I have been a Beatles fan since I was 5 years old. When I was a kid I didn’t know anyone outside my family who loved them or knew anything about them. I was always really hard core in my devotion to them.
Fans of any band are eager to see, read, and hear anything about them. But there are not a lot of performers who have such universal appeal as The Beatles. I doubt that in 50 years anyone will be lined up outside a standing room only showing of a documentary about the secretary for One Direction. At the 2013 Cleveland International Film Festival, however, there were massive crowds waiting to get in to see Good Ol’ Freda, an excellent and fascinating documentary about Freda Kelly, the woman we never heard about until now who worked for The Beatles throughout their career. Everyone wanted to see the movie and have a chance to see the woman herself, for Freda was gracious enough to attend and participate in a Q&A afterward. She had done the same the previous night at the Cedar Lee Theater on Cleveland’s east side, again to an anxious and excited crowd of fans.

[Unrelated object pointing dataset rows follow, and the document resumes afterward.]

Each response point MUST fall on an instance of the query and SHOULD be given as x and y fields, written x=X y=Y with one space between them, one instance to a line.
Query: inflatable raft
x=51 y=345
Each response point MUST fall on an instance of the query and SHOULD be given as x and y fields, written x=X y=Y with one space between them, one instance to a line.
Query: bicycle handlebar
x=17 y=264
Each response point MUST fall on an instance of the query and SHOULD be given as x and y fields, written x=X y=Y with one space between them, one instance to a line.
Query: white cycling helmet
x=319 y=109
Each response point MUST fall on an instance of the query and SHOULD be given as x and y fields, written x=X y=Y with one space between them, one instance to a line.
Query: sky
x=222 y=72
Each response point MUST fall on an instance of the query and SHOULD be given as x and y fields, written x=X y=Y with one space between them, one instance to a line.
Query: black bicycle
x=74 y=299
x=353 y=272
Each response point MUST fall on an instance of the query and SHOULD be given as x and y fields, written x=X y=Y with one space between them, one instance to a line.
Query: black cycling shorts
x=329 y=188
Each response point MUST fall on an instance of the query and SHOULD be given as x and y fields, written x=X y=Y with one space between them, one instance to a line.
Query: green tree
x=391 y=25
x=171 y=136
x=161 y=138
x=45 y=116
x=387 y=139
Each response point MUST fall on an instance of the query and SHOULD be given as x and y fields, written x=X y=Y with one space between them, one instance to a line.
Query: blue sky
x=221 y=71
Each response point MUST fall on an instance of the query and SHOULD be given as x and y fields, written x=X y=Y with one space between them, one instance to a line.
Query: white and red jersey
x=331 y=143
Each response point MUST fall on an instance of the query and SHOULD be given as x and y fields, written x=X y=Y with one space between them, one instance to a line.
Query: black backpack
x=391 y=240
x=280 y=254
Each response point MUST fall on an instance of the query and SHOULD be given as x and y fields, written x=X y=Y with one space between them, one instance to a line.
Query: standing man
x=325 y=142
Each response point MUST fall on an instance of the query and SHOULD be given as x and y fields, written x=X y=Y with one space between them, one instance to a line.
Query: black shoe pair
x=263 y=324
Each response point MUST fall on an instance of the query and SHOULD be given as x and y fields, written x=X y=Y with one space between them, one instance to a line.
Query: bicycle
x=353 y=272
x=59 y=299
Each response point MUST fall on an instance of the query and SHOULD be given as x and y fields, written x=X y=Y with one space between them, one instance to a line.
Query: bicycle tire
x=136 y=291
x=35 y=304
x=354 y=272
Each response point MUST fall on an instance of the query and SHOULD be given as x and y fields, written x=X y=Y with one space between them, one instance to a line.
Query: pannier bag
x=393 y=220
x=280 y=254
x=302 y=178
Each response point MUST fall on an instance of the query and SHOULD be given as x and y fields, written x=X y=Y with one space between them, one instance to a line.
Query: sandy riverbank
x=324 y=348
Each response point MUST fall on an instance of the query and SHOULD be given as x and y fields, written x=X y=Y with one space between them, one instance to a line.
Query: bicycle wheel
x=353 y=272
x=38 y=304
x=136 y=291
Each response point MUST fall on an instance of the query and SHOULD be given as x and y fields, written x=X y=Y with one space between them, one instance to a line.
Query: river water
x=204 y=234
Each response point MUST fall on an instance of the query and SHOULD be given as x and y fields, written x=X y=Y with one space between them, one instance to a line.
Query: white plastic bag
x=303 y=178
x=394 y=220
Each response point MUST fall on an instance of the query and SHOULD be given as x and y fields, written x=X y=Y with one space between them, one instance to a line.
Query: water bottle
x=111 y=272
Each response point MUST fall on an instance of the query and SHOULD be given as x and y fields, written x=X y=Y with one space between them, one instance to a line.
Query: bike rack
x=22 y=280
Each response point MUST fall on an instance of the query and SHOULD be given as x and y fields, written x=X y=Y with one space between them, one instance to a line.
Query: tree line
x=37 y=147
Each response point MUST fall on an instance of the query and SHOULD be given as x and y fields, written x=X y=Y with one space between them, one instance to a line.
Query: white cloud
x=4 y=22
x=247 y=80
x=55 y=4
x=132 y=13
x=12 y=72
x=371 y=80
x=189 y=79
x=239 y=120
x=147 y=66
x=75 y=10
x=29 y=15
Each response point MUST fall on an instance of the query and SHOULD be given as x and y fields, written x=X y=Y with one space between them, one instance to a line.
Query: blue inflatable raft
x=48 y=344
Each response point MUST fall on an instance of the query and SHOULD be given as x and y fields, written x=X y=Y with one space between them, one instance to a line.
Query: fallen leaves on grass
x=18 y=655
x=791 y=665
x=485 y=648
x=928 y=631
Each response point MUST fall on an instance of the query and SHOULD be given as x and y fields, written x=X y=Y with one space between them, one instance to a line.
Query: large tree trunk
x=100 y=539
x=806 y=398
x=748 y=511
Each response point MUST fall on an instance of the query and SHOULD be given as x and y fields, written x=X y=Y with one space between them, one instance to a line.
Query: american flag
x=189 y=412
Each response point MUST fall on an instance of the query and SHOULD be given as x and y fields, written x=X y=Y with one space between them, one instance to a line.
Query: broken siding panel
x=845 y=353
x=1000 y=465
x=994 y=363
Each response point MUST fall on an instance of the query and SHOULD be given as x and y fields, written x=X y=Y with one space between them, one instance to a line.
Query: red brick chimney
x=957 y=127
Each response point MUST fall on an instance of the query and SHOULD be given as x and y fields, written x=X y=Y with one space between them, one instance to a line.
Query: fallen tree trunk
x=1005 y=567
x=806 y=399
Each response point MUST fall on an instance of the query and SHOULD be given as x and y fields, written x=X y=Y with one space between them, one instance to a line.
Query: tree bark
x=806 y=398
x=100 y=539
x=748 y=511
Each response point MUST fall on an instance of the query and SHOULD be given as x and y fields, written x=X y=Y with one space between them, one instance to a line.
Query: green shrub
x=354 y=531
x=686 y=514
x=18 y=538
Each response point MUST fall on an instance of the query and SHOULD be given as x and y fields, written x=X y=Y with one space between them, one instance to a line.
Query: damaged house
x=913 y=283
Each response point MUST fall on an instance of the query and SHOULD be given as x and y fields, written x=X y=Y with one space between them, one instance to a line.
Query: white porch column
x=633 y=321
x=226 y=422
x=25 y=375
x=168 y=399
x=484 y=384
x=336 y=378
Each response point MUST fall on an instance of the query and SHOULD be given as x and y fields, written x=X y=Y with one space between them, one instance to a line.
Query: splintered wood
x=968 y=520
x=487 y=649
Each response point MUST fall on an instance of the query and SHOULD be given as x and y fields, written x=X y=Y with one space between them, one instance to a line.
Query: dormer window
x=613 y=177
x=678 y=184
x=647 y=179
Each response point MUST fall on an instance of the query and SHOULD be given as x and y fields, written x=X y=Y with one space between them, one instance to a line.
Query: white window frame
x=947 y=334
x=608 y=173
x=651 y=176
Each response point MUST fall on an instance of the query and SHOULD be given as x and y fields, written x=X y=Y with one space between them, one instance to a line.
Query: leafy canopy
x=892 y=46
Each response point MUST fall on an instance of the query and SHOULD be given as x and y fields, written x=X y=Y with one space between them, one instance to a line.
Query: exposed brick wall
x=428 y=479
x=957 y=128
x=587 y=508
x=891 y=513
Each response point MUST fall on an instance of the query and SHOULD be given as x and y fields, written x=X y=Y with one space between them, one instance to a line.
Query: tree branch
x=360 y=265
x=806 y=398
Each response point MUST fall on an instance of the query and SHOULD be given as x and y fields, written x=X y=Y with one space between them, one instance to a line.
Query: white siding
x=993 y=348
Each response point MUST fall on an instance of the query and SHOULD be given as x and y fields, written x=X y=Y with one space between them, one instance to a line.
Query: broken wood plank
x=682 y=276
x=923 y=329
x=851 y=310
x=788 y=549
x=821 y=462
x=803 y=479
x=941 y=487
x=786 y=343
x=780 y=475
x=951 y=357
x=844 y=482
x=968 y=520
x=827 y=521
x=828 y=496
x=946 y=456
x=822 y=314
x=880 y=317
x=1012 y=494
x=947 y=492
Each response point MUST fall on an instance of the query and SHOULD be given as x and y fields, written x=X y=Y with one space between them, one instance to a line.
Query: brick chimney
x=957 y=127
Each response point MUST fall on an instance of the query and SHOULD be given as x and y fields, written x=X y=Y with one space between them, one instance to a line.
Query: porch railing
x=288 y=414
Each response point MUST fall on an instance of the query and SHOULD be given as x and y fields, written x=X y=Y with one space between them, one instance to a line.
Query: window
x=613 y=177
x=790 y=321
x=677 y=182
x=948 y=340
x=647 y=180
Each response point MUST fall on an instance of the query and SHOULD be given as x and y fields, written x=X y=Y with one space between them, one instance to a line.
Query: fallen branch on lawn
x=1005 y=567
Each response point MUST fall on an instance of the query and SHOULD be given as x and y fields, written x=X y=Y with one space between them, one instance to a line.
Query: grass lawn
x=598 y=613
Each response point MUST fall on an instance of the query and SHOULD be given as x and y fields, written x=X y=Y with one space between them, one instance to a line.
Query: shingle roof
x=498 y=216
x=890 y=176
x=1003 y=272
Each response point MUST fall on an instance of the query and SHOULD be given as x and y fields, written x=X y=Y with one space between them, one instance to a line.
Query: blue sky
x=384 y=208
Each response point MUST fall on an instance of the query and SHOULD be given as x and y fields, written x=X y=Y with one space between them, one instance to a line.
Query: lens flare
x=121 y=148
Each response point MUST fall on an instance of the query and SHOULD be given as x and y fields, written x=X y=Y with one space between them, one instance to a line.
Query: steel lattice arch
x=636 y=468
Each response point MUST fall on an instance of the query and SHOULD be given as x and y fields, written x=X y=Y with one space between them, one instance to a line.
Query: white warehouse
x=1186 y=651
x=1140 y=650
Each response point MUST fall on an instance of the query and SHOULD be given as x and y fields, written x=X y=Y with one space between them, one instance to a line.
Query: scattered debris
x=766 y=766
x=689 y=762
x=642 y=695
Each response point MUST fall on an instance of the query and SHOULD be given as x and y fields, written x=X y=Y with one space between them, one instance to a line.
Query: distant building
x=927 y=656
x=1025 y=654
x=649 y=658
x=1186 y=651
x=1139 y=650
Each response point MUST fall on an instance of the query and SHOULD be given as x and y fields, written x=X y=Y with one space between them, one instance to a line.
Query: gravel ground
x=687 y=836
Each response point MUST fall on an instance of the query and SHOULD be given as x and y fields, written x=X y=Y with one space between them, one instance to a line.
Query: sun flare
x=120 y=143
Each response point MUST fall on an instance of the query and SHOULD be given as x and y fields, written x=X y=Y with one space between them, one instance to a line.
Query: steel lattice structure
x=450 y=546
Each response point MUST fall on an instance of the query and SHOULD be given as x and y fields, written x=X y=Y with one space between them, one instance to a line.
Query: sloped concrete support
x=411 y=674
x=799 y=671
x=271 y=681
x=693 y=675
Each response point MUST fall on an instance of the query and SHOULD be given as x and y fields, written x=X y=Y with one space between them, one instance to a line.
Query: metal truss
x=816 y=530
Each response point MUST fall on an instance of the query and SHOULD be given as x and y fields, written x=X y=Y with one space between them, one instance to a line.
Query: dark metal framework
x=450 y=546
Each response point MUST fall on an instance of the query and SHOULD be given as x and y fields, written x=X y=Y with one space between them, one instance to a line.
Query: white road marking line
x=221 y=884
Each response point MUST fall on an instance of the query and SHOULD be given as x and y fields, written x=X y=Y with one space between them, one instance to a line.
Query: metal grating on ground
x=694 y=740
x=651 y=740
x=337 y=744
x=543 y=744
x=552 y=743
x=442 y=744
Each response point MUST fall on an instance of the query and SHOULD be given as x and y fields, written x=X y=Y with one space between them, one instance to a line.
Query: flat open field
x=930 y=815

Good Ol’ Freda is amazing, truly. It’s the story of the luckiest Beatles fan in the world. It’s exceptionally well put together and interesting, even if you’re not a huge Beatles fan. As I watched it I kept wondering why we had never heard of this woman before. Freda started out volunteering for—and then running—the Beatles fan club. She was a teenager from Liverpool and went to all their gigs, and they became friends. Eventually, Brian Epstein asked her to work for him, so she not only ran the fan club but she handed The Beatles their paychecks. (I am trying to find a way to do this with Foo Fighters…)
Freda is a very humble lady, and she never wanted to cash in on her friendship with the Fab Four. She even gave away most of her Beatles stuff to fans a few years after they broke up! She thought they should be the ones to have it. There are some scenes in Good Ol’ Freda where she’s in her attic going through the one or two boxes of Beatles stuff she saved. Can you imagine? That’s all she has left, aside from the memories. Her daughter barely knew about Freda’s incredible past. How could a person keep all that to themselves?
I respect her for doing that, of course. She doesn’t think it would be right to dish the dirt on her friends. But even if she just wrote a book about her everyday life in the office, Beatles fans would eat it up! You don’t need to tell us any scandal, Freda. Just tell us what it was like to be in the middle (but out of the spotlight) of all that. Freda still works as a secretary. I would have signed a book deal by now so I could retire!
After the movie was over director Ryan White took the mike to start the Q&A. He first thanked some of the people who helped with the film, and he asked them to come up to the front of the room. Everyone sitting to the right of me stood up, including Freda! Holy crap! They had been sitting in our row the whole time. It was pretty cool.
Freda said a few words, and seemed overwhelmed by all the attention she received that night. A lady in the audience, who was probably Freda’s age, became very emotional as she told Freda how much The Beatles meant to her when she was growing up. After the Q&A was over, Freda went over to talk to her. How sweet! The friend who got me into the screening asked if I wanted to talk to her. I said I would have no idea what to say. Besides, there were a million people waiting to talk to her. We were seeing another film in the same theatre shortly after Good Ol’ Freda was over, so I told my friend that if Freda were still around when I came out of the bathroom that I would say hello to her.
Well, there she was, outside the theatre, talking to reporters and fans. She was about to walk away when I tapped her on the shoulder and asked if I could get a quick picture. She kindly agreed, putting her arm around me to pose. I leaned in and told her that I’m only 40, but I grew up listening to The Beatles, too. She enjoyed that. Freda was a lovely lady, and the closest I’ll ever get to meeting a Beatle! Definitely one of the highlights of my life.
Run to see Good Ol’ Freda if you can! It will make you happy. And maybe you’ll meet Freda, too.